Signature de la fonction pseudo_huber
def pseudo_huber(*args, **kwargs)
Description
help(scipy.special.pseudo_huber)
pseudo_huber(x1, x2, /, out=None, *, where=True, casting='same_kind', order='K', dtype=None, subok=True[, signature])
pseudo_huber(delta, r, out=None)
Pseudo-Huber loss function.
.. math:: \mathrm{pseudo\_huber}(\delta, r) =
\delta^2 \left( \sqrt{ 1 + \left( \frac{r}{\delta} \right)^2 } - 1 \right)
Parameters
----------
delta : array_like
Input array, indicating the soft quadratic vs. linear loss changepoint.
r : array_like
Input array, possibly representing residuals.
out : ndarray, optional
Optional output array for the function results
Returns
-------
res : scalar or ndarray
The computed Pseudo-Huber loss function values.
See Also
--------
huber: Similar function which this function approximates
Notes
-----
Like `huber`, `pseudo_huber` often serves as a robust loss function
in statistics or machine learning to reduce the influence of outliers.
Unlike `huber`, `pseudo_huber` is smooth.
Typically, `r` represents residuals, the difference
between a model prediction and data.
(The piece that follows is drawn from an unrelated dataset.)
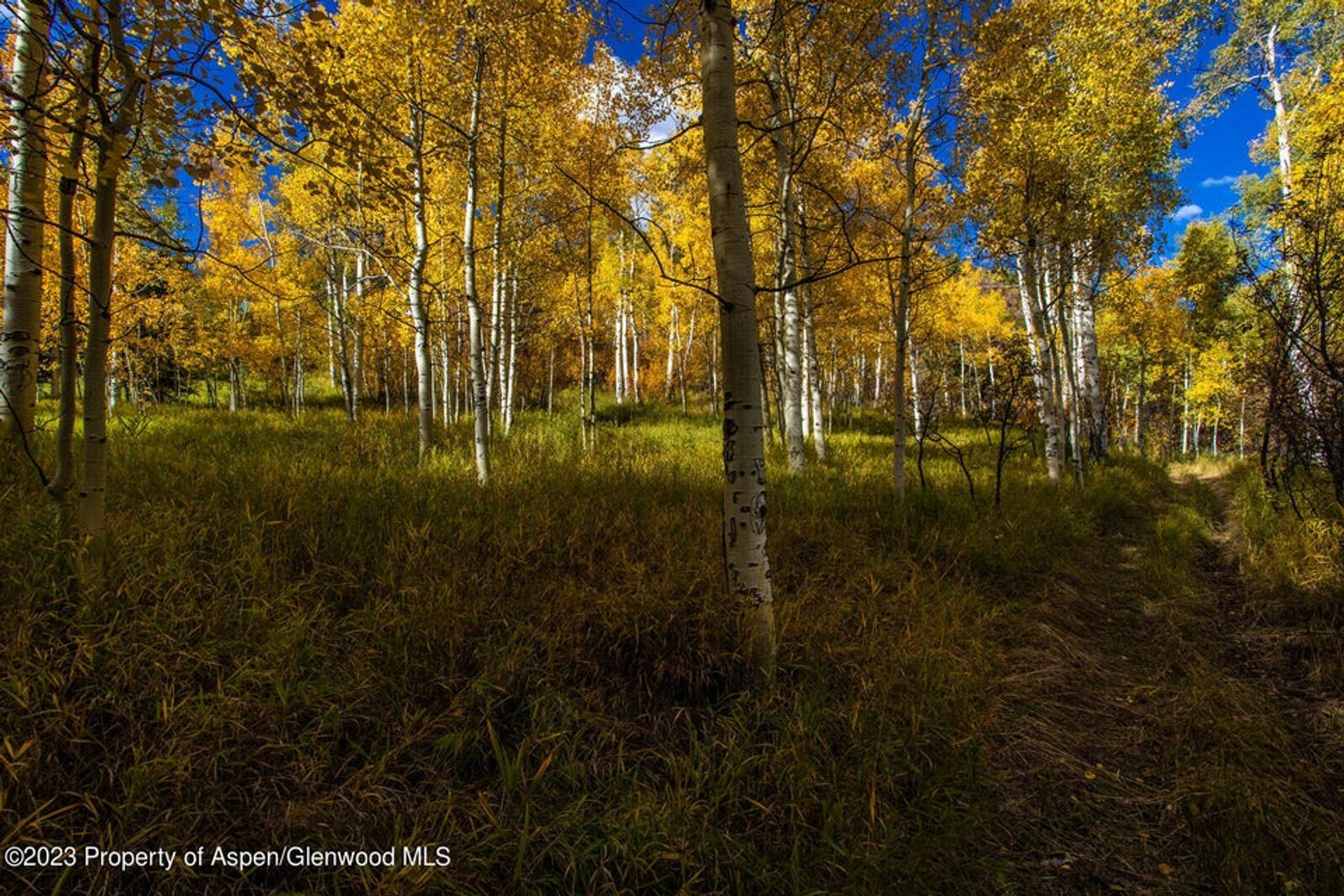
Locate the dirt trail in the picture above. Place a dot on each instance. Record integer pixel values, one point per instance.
(1158, 741)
Then, for :math:`|r|\leq\delta`,
`pseudo_huber` resembles the squared error and for :math:`|r|>\delta` the
absolute error. This way, the Pseudo-Huber loss often achieves
a fast convergence in model fitting for small residuals like the squared
error loss function and still reduces the influence of outliers
(:math:`|r|>\delta`) like the absolute error loss. As :math:`\delta` is
the cutoff between squared and absolute error regimes, it has
to be tuned carefully for each problem. `pseudo_huber` is also
convex, making it suitable for gradient based optimization. [1]_ [2]_
.. versionadded:: 0.15.0
References
----------
.. [1] Hartley, Zisserman, "Multiple View Geometry in Computer Vision".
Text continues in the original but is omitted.